S&P Global Platts[iv] and other leading industry experts have projected that continued growth in global LNG exports will mean more competition in the market, resulting in more short-term options for buyers who decide to renegotiate or completely do away with long-term contracts. Customers of existing long-term contracts that are reacting to oversupply conditions largely fall into two groups: those that are seeking to re-negotiate pricing and those that do not have enough demand to meet their contractual commitments. That said, producers and buyers are reconsidering and renegotiating their traditional sales purchase agreements (SPAs).

Reuters [v]is reporting that Indian gas utility Gail has switched its LNG purchasing focus to short-term and spot deals in order to meet rising demand and they are making greater use of hedging against price volatility. Other companies have followed suit, signaling an uphill battle for producers as lower spot prices for global oversupply will continue to result in more contract revisions.

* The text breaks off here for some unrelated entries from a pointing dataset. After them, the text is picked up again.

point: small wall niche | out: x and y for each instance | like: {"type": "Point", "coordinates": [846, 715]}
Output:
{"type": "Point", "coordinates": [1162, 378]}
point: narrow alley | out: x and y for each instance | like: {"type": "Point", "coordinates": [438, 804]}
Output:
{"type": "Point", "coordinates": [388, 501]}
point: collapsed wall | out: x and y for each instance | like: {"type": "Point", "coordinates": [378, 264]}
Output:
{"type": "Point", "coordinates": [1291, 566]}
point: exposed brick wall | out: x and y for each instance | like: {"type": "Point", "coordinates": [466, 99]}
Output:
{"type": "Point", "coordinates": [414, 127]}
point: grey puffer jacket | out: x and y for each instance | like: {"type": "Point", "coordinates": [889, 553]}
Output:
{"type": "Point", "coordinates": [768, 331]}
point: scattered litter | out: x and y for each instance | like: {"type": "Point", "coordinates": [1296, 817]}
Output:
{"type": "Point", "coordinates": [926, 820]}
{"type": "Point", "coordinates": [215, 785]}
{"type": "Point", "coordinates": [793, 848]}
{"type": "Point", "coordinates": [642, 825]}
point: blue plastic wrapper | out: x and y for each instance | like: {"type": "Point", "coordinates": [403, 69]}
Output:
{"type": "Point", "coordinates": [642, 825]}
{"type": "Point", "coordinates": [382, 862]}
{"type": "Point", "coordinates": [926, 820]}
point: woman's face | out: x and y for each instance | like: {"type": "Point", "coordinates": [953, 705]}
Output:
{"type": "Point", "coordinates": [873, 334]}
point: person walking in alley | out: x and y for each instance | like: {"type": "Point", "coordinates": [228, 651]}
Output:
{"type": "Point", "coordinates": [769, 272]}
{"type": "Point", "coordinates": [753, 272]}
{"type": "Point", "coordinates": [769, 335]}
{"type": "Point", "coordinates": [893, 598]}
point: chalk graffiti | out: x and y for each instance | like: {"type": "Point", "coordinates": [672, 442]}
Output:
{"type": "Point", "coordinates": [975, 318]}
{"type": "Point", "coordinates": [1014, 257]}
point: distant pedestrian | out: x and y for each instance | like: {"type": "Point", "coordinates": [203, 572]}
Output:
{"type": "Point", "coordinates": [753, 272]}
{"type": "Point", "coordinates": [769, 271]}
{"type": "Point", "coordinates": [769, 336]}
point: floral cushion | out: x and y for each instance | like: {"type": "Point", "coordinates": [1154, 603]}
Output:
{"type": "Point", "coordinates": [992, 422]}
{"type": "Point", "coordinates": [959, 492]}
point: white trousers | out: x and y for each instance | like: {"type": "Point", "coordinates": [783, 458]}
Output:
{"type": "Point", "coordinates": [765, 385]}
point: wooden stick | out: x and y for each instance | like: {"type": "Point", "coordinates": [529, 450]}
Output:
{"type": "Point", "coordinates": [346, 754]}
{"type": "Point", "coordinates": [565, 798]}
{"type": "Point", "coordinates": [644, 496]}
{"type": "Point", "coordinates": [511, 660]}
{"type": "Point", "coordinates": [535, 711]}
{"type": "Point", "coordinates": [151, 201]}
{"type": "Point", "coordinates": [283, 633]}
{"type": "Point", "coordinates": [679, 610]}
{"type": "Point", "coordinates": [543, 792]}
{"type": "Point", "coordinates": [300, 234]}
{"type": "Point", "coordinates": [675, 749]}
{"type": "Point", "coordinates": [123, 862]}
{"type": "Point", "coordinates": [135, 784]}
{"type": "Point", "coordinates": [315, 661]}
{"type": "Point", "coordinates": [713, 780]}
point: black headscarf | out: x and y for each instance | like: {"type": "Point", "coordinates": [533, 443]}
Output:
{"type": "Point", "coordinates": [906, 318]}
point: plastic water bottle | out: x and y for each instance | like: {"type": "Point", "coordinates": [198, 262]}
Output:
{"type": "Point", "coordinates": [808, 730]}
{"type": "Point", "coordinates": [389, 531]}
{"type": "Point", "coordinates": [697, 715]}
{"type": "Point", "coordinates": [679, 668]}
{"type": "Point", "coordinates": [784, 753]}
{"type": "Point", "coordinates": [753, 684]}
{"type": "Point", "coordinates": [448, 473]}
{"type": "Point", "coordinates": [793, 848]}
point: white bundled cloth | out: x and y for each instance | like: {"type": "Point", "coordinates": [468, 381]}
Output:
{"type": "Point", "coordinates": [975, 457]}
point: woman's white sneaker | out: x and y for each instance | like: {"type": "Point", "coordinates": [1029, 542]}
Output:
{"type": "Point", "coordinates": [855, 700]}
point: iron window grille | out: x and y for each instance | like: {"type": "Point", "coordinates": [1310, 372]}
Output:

Many market participants are now contracting under an LNG master sales and purchase agreement (MSA), specifically intended for use with spot and short term agreements with substantial flexibility for the buyer and seller to customize the agreement to their needs.The rise in short-term contracts has led to a significant increase in the number of participants in the LNG derivatives market, which will enhance optionality, but add long-term market exposure, which adds yet another layer of complexity to global energy portfolio management.

These industry changes have not only altered the nature of how LNG contracts are structured, but also has affected spot pricing and trade margins, resulting in a shift away from the traditional producer and consumer relationships to a more competitive trading market. Additionally, the development of a deep and competitive LNG market is likely to cause long-term gas contracts to be increasingly indexed to spot LNG prices.

The need for a sophisticated, modern commodity trading platform

The already complex natural gas and LNG portfolio value chain continues to become even more complicated as the global export market grows, market competition increases, oversupply outweighs demand, and LNG contracts shift to spot or short-term agreements. Depending on how proactive industry participants are, these market changes can either provide businesses with growth opportunities or spell out a recipe for disaster. It is important now, more than ever, that industry participants are prepared for drastic changes in portfolio management and supporting software infrastructures.

LNG producers, LNG traders, LNG transporters, natural gas utilities, and natural gas generators who lack strategic insights and responsive technology are limited in their ability to see the full picture and portfolio exposure. This increases the potential for risk as positions and inventories aren’t being optimally managed. In addition, insight into the true underlying exposure to pricing markets is hidden. As a result, decisions might be made without the best possible information, leading to not only increased operational risk, but also missed growth opportunities.

In order to effectively manage portfolio risk and take advantage of opportunities created in a constantly evolving energy market, companies require an enterprise software platform that not only provides full value chain management, but also advanced quantitative risk analytic capabilities that can aid in valuing, modelling, and hedging of physical assets and derivatives. A comprehensive commodity management software (also known in the industry as CTRM or ETRM software),such as Allegro Horizon, will further address energy market opportunities and risks by integrating all physical and financial aspects to manage the entire LNG lifecycle, from production of the natural gas, through liquefaction of natural gas to LNG and transportation of LNG, to the re-gasification of LNG back to natural and consumption and distribution of the natural gas.